Zusammenleben der Generationen: Wir schulden unseren Eltern keine Pflege

Müssen wir unsere Eltern pflegen? Nein, schon weil wir sie nicht mit Kleinkindern verwechseln sollten. Aber wir dürfen. Ein Essay.

Ein Essay von Stephan Haselberger

Manchmal kann man in Familien eine Art generationenübergreifendes Naturgesetz beobachten: Wenn der letzte Enkel endlich trocken ist, brauchen die Großeltern die erste Windel. Als handle es sich um kommunizierende Röhren, deren Gesetzmäßigkeiten auch auf Familien anwendbar sind, tritt das menschliche Werden und Vergehen in seinem physikalischen Prinzip zutage.

Was aber ist zu tun angesichts dieses Prinzips? Wie soll der Mensch sich dazu verhalten – vor allem der Mensch in der Mitte, der vielleicht zugleich in beide Richtungen Windeln wechseln kann, muss, darf – oder auf keinen Fall soll? 

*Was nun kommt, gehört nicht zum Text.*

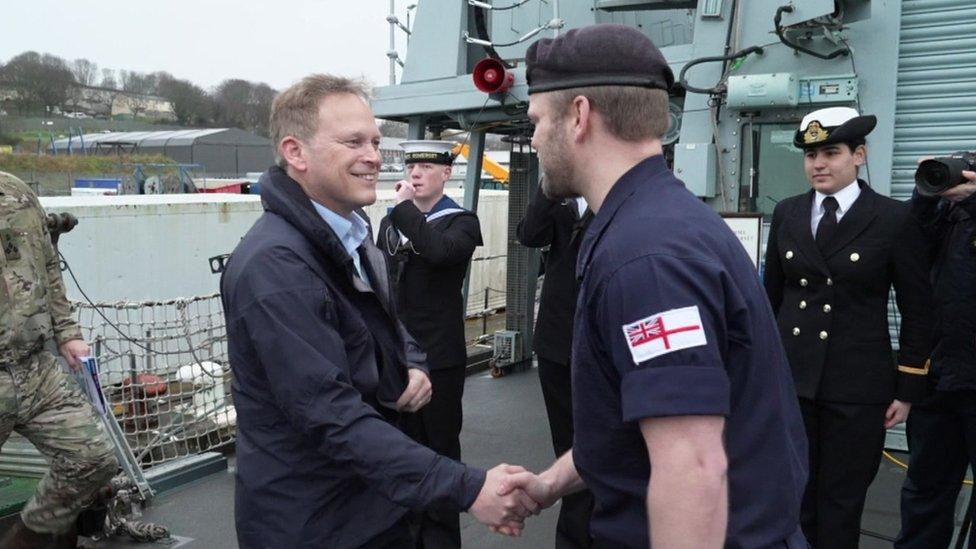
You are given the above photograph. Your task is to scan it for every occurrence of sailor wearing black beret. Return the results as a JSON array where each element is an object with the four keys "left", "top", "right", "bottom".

Als der Sohn und Gesundheitsminister Jens Spahn in einer Talkshow im April sagte, er könne sich nicht vorstellen, seinen Beruf aufzugeben, um seine Eltern selbst zu pflegen, machte die Empörung darüber deutlich, dass in Deutschland eine breite Lücke klafft zwischen den geschriebenen und den ungeschriebenen Gesetzen: Die Jungen sorgen für die Älteren, das regelt der Generationenvertrag über die Rente, der Elternunterhalt nimmt die eigenen Kinder finanziell in Haftung, wenn die Eltern nicht aus eigener Kraft für sich sorgen können.

Das Gesetz enthält aber keinen Wickel-Passus, der besagt, dass die Kinder diese Pflege persönlich leisten müssen. Trotzdem, heißt es, wünschten sich das die meisten. Es existieren Erwartungen. Was also schulden wir unseren Eltern?

Aufschlussreicher ist, warum Kinder ihre Eltern pflegen

Nichts, sagt Barbara Bleisch, die in ihrem Buch „Warum wir unseren Eltern nichts schulden“ eben dies argumentiert: Es gibt keine Erbschuld qua Geburt. Die könne nicht einfach daraus abgeleitet werden, dass jemand ein Kind in die Welt setzt und dann seiner Sorgepflicht mehr oder weniger nachkommt.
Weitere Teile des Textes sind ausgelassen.